Als die britische Regierung im April 2004 wegen Terrorgefahr ihre Bürger vor Reisen nach Indonesien warnte, reagierte die darüber verärgerte indonesische Botschaft in London mit einer Retourkutsche. Sie warnte ihre Landsleute ihrerseits vor Reisen nach London, weil die Terrorgefahr sich nach Großbritannien bewege. Seitdem gaben die Ereignisse leider beiden Seiten Recht.

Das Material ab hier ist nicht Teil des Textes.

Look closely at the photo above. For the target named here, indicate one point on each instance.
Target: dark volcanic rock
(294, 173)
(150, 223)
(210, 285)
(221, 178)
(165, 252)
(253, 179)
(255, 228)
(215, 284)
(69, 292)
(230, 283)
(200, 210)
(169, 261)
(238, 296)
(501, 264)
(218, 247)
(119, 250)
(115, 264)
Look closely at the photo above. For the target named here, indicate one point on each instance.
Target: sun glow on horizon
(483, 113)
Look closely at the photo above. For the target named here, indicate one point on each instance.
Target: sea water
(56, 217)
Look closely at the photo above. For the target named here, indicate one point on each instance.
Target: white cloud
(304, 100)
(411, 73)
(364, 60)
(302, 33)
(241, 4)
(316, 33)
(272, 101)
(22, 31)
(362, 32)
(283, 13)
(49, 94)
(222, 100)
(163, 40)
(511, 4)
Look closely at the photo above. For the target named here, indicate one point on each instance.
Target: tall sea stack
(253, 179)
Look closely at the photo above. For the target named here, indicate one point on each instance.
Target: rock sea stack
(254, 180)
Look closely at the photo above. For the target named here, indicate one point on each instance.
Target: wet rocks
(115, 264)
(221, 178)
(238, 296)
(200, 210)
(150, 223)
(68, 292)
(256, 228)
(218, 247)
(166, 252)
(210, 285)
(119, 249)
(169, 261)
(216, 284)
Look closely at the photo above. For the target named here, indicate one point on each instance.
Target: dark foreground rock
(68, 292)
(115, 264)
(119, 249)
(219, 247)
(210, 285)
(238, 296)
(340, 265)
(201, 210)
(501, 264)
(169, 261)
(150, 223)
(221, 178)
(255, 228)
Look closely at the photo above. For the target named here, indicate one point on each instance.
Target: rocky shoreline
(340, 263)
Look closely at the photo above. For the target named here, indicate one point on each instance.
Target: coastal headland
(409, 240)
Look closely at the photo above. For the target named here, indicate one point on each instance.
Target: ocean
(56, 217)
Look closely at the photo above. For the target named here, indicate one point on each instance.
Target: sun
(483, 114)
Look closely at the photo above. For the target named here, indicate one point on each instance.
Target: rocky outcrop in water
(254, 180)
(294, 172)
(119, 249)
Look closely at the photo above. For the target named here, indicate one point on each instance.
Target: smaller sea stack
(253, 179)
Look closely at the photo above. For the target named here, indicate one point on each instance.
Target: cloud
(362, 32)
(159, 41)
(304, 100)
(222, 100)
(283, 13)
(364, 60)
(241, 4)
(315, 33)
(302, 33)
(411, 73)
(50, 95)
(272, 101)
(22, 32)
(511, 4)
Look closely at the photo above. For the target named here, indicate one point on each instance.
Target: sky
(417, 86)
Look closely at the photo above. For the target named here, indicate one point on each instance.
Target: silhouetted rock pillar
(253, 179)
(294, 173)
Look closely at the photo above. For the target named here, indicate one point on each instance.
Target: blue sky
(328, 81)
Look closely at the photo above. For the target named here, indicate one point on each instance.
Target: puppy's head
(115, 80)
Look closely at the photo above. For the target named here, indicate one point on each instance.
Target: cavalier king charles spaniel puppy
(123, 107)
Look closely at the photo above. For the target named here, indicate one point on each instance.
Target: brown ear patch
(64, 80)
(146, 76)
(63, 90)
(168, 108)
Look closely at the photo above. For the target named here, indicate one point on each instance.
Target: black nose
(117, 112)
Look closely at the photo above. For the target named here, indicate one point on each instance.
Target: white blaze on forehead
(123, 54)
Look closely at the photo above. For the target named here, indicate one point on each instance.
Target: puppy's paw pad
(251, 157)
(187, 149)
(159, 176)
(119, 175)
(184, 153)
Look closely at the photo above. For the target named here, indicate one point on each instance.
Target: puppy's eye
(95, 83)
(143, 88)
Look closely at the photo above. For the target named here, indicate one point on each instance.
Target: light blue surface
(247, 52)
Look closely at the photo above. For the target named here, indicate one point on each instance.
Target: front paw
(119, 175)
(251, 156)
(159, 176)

Auch ohne Retourkutschen mangelte es weltweit nicht an Terrorwarnungen. Doch den meisten ist immanent, dass sie viel zu unspezifisch sind und deshalb kaum praktischen Wert haben. Weil zudem die Anschläge der letzten Jahre zeigten, dass es kaum noch sichere Orte gibt und Sicherheit nur noch relativ ist, gehen zunehmend mehr Menschen mit dem Problem fatalistisch um. Wohl auch weil sich niemand gern verunsichern lässt und so den Terroristen in die Hände spielt, haben die meisten Urlauber in Bali erstaunlich gelassen reagiert. Dass es heute kaum noch sichere Orte gibt, zeigt auch, dass der Kampf gegen den islamistischen Terrorismus die Gefahr bisher nicht bannen konnte. Im Irak und teilweise auch in Pakistan und Afghanistan drängt sich der Eindruck auf, dass nicht zuletzt der so genannte Krieg gegen den Terror immer wieder neue Terroristen produziert. In anderen Ländern aber haben die Terroristen lokale Wurzeln geschlagen. Galt al-Qaida lange Zeit als dubiose Chiffre des islamistischen Terrors, so könnte sich zum in den letzten Jahren beobachteten Phänomen des „Merchandising“ jetzt auch eine Art „Outsourcing“ gesellen.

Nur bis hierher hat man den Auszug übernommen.